To add the DNA sequence motif information required for motif analyses, we can run the AddMotifs() function:

In [None]:
# Get a list of motif position frequency matrices from the JASPAR database
pfm <- getMatrixSet(
  x = JASPAR2020,
  opts = list(collection = "CORE", tax_group = 'vertebrates', all_versions = FALSE)
)

# add motif information
hm.integrated <- AddMotifs(
  object = hm.integrated,
  genome = BSgenome.Hsapiens.UCSC.hg38,
  pfm = pfm
)

To facilitate motif analysis in Signac, we have create the Motif class to store all the required information, including a list of position weight matrices (PWMs) or position frequency matrices (PFMs) and a motif occurrence matrix. Here, the AddMotifs() function construct a Motif object and adds it to our mouse brain dataset, along with other information such as the base composition of each peak. A motif object can be added to any Seurat assay using the SetAssayData() function.
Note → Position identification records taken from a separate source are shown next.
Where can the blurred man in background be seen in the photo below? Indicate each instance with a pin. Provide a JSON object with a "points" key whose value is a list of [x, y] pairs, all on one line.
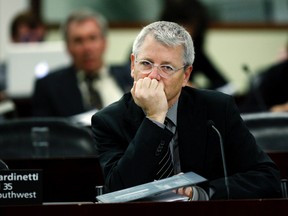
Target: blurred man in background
{"points": [[88, 83]]}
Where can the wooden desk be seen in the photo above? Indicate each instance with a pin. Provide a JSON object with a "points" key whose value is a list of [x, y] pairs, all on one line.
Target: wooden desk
{"points": [[231, 207]]}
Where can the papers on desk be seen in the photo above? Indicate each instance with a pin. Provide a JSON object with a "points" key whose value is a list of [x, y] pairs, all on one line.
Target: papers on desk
{"points": [[160, 190]]}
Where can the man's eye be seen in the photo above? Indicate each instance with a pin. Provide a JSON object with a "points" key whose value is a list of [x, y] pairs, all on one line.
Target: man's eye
{"points": [[167, 68], [145, 63]]}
为了便于Signac中的motif分析，我们创建了motif类来存储所有必需的信息，包括位置权重矩阵（PWM）或位置频率矩阵（PFM）列表以及motif发生矩阵。这里，addMotions（）函数构造一个Motif对象，并将其与其他信息（如每个峰值的基本组成）一起添加到我们的数据集中。可以使用SetAssayData（）函数将motif对象添加到任何Seurat分析中。

**Finding overrepresented motifs**

To identify potentially important cell-type-specific regulatory sequences, we can search for DNA motifs that are overrepresented in a set of peaks that are differentially accessible between cell types.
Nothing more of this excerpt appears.